The environment provides a dictionary observation containing:

Key	Shape	Description
`marble_positions`	`[num_players * 5]`	Position index for each marble
`current_player`	`()`	Which player’s turn (0 to num_players-1)
`die_roll`	`()`	Current die roll (0-5, representing 1-6)
`lap_completed`	`[num_players * 5]`	Boolean flags for lap completion
`mercy_counters`	`[num_players]`	Failed deployment attempts per player
`action_mask`	`[30]`	Binary mask of legal actions

Action Space¶

The action space is discrete with 30 possible actions (6 action types × 5 marbles):

Action Type	Description
`HOME_TO_STAGING`	Move marble from home to staging (requires roll of 1 or 6)
`STAGING_TO_RING`	Move marble from staging onto the ring
`RING_MOVE`	Advance marble around the ring by die value
`RING_TO_GOAL`	Enter goal area (requires exact landing after lap completion)
`MERCY_MOVE`	Use mercy rule to bypass 1/6 deployment requirement
`SKIP`	Skip turn when no valid moves available

Reward Structure¶

Event	Reward
Marble reaches goal	+100
Win game	+5000
Capture opponent	+15
Get captured	-10
Time penalty (per turn)	-0.1
Lose game	-1000

Agent Implementations¶

RandomAgent¶

The simplest baseline—selects uniformly at random from all legal actions. Provides a lower bound on expected performance.

Heuristic Agents¶

Priority-based agents that prefer certain action types over others. Three variants explore different strategic priorities:

HeuristicAgentAdvance (best heuristic):

Priority: goal > ring > staging > home > mercy > skip

Focuses on advancing marbles already on the ring before deploying new ones.

HeuristicAgentBalanced:

Priority: goal > staging > ring > home > mercy > skip

Moves marbles from staging to ring first, then advances them.

HeuristicAgentDeploy:

Priority: goal > mercy > home > staging > ring > skip

Aggressively deploys new marbles before advancing existing ones.

GreedyAgent¶

A score-based agent that assigns point values to each action type:

Action Type	Base Score	Notes
`RING_TO_GOAL`	100	Highest priority—finish marbles
`STAGING_TO_RING`	40	Get staged marbles moving
`RING_MOVE`	25	+15 bonus for lap-completed marbles
`MERCY_MOVE`	20	Helps when stuck
`HOME_TO_STAGING`	15	Reduced—avoid early deployment
`SKIP`	0	Last resort

The greedy agent selects the legal action with the highest score.

PPO Agents¶

Neural network policies trained using MaskablePPO from sb3-contrib. Action masking ensures the policy only selects legal moves.
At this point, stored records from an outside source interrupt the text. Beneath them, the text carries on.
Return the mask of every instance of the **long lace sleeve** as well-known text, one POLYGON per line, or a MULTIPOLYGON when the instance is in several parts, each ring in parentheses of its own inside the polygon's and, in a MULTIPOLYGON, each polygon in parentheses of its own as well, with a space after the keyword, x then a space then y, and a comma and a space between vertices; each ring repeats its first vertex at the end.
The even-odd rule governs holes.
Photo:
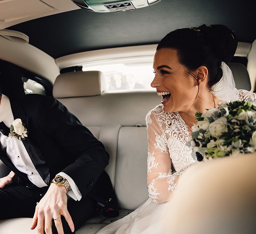
POLYGON ((172 174, 167 140, 153 112, 148 114, 146 122, 148 193, 153 201, 161 203, 170 200, 179 176, 189 166, 172 174))

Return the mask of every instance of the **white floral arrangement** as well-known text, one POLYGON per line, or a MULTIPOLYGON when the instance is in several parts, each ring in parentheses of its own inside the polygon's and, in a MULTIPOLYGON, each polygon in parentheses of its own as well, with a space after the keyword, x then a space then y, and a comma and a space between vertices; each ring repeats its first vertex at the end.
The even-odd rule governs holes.
POLYGON ((187 145, 198 161, 256 151, 256 102, 252 100, 221 102, 197 113, 187 145))
POLYGON ((20 119, 16 119, 10 127, 9 136, 15 137, 21 141, 23 141, 27 137, 27 130, 22 123, 20 119))

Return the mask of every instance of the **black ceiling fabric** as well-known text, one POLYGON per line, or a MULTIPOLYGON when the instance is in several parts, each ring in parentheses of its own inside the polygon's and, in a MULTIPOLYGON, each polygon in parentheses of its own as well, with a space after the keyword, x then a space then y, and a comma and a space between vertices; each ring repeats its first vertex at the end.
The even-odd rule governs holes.
POLYGON ((94 49, 157 43, 177 28, 221 24, 239 41, 256 39, 256 1, 162 0, 132 11, 72 11, 8 28, 23 32, 29 43, 54 58, 94 49))

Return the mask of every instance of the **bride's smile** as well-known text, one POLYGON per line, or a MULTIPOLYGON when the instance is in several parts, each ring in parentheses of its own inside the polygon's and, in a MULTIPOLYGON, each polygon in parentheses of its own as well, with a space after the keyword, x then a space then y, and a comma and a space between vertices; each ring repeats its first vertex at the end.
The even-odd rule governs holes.
POLYGON ((163 48, 157 51, 153 68, 155 75, 151 86, 162 96, 163 110, 188 111, 196 96, 197 83, 179 62, 177 50, 163 48))

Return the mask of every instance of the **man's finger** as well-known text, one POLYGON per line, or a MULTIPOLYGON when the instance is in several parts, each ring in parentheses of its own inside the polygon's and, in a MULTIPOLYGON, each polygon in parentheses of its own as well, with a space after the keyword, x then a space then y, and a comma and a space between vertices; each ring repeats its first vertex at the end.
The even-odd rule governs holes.
MULTIPOLYGON (((55 218, 56 219, 56 218, 55 218)), ((53 220, 54 221, 54 223, 55 224, 55 227, 56 227, 58 234, 64 234, 64 231, 63 230, 63 227, 62 226, 61 219, 60 218, 57 219, 54 219, 53 220)))
POLYGON ((35 207, 35 213, 34 214, 33 217, 33 220, 32 221, 32 224, 31 229, 34 229, 37 226, 37 212, 38 211, 38 208, 37 206, 35 207))
POLYGON ((45 223, 45 214, 44 210, 39 210, 38 211, 37 219, 37 230, 38 234, 44 234, 45 223))
POLYGON ((52 215, 47 214, 45 217, 45 232, 46 234, 52 234, 52 215))
POLYGON ((71 230, 71 232, 74 232, 74 231, 75 230, 75 226, 74 225, 73 221, 72 220, 72 218, 71 218, 71 217, 67 209, 63 211, 63 215, 68 224, 68 226, 70 228, 70 229, 71 230))

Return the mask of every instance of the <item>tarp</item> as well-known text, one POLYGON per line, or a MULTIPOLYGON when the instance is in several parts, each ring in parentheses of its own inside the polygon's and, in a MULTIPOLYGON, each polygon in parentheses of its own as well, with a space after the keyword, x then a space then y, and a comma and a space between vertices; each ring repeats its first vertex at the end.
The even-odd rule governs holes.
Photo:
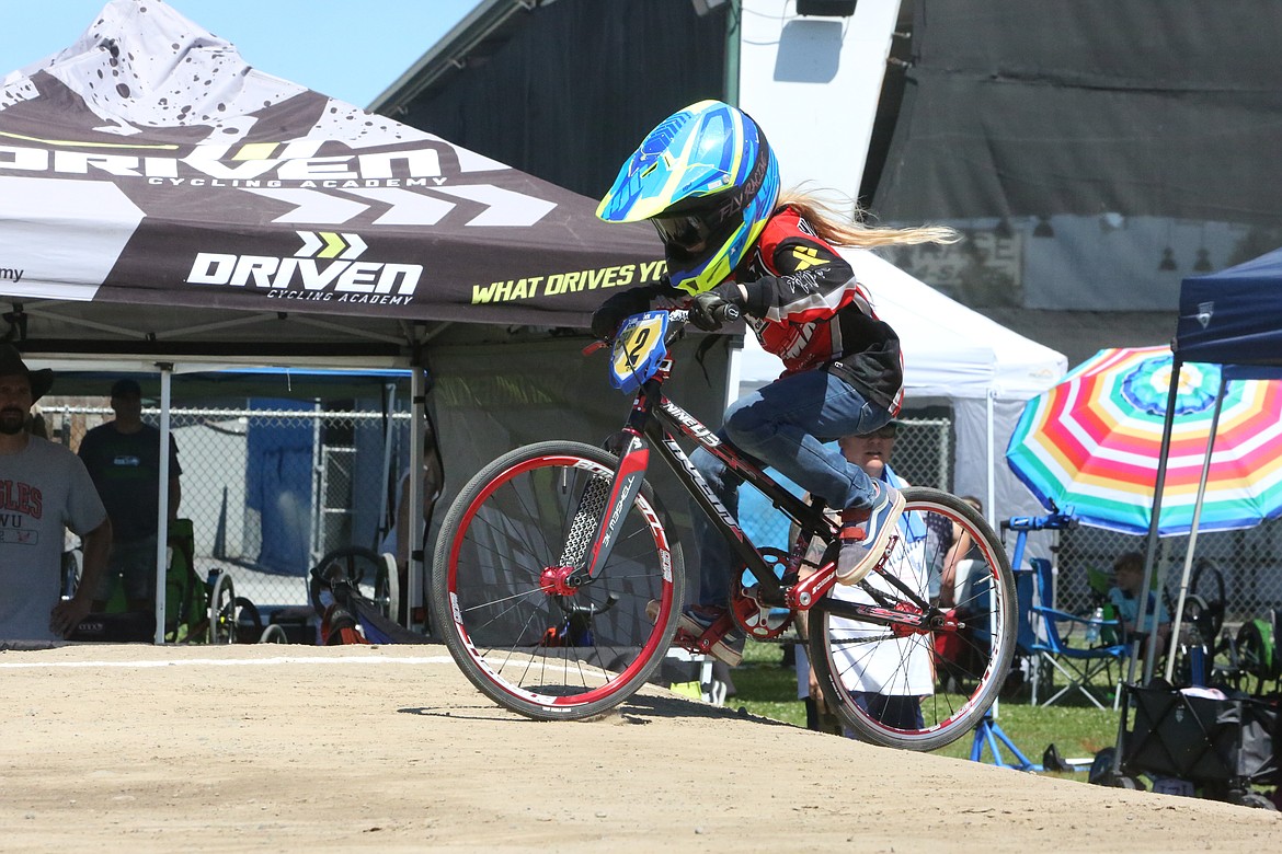
MULTIPOLYGON (((1273 250, 1242 264, 1219 270, 1209 275, 1196 275, 1185 279, 1179 287, 1179 320, 1176 324, 1176 338, 1172 342, 1174 364, 1170 371, 1168 401, 1176 399, 1179 378, 1179 365, 1183 362, 1210 362, 1224 365, 1219 396, 1215 399, 1215 421, 1218 425, 1220 407, 1224 399, 1226 384, 1232 379, 1276 379, 1282 376, 1282 359, 1278 346, 1282 344, 1282 248, 1273 250)), ((1163 492, 1165 489, 1167 466, 1170 456, 1172 433, 1174 430, 1174 407, 1167 407, 1163 425, 1161 449, 1158 460, 1158 478, 1153 492, 1153 512, 1149 524, 1147 548, 1145 552, 1144 581, 1141 589, 1147 589, 1153 576, 1158 549, 1158 533, 1161 525, 1163 492)), ((1192 530, 1188 535, 1188 548, 1185 553, 1183 574, 1179 584, 1179 598, 1176 604, 1176 617, 1172 632, 1178 636, 1183 618, 1185 598, 1188 593, 1188 576, 1192 568, 1194 553, 1197 548, 1197 529, 1201 521, 1201 507, 1205 498, 1206 471, 1215 447, 1215 430, 1203 460, 1203 483, 1197 489, 1194 507, 1192 530)), ((1159 583, 1161 581, 1159 576, 1159 583)), ((1142 629, 1142 626, 1140 626, 1142 629)), ((1145 661, 1145 681, 1153 673, 1153 643, 1145 661)), ((1132 650, 1129 672, 1135 673, 1138 649, 1132 650)), ((1173 658, 1168 661, 1167 679, 1172 675, 1173 658)), ((1126 712, 1122 716, 1126 722, 1126 712)))
MULTIPOLYGON (((1001 451, 1023 401, 1064 375, 1064 355, 967 309, 873 252, 840 251, 872 296, 877 316, 900 337, 905 399, 944 397, 954 403, 954 490, 985 497, 985 511, 996 513, 990 519, 1038 512, 1036 501, 1001 462, 1001 451)), ((747 335, 740 392, 773 380, 782 369, 777 356, 747 335)))
POLYGON ((1282 375, 1282 248, 1185 279, 1173 350, 1181 361, 1236 366, 1229 376, 1282 375))
POLYGON ((0 296, 28 352, 341 355, 395 351, 418 320, 586 328, 603 289, 660 259, 647 227, 251 68, 156 0, 108 3, 0 81, 0 296))
MULTIPOLYGON (((35 366, 109 356, 160 370, 162 434, 169 378, 212 362, 423 366, 512 339, 488 378, 527 342, 549 346, 523 369, 563 376, 583 341, 553 332, 586 329, 609 288, 663 270, 651 228, 594 210, 251 68, 162 0, 112 0, 69 47, 0 77, 0 338, 35 366)), ((724 375, 720 359, 706 367, 724 375)), ((597 417, 604 385, 574 391, 560 433, 599 442, 617 429, 597 417)), ((469 394, 433 396, 438 414, 469 394)), ((532 403, 509 405, 491 415, 524 423, 532 403)), ((465 426, 440 438, 455 480, 476 470, 456 449, 488 460, 510 447, 465 426)))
Training configurations tested:

Version	Training Regime	Win/Loss Rewards
v2	vs `heuristic_balanced` only	500 / -100
v3	vs mixed opponents (balanced, advance, greedy) + v2 PPO	500 / -100
v4	Same as v3	5000 / -1000 (10x)

All versions used:

1 million timesteps
MLP policy with 2×64 hidden layers
CPU training (~1000 FPS)

Code Structure¶

cassville_checkers/
├── board.py          # Board topology, position encoding
├── game_state.py     # Game logic, move validation, captures
├── env.py            # Gymnasium environment wrapper
├── agents.py         # Agent implementations
└── train.py          # PPO training utilities

Key Classes¶

Board: Manages the 48-position ring topology and maps between player-relative and absolute positions.

GameState: Handles all game logic including move validation, capturing, bonus turns, and win detection.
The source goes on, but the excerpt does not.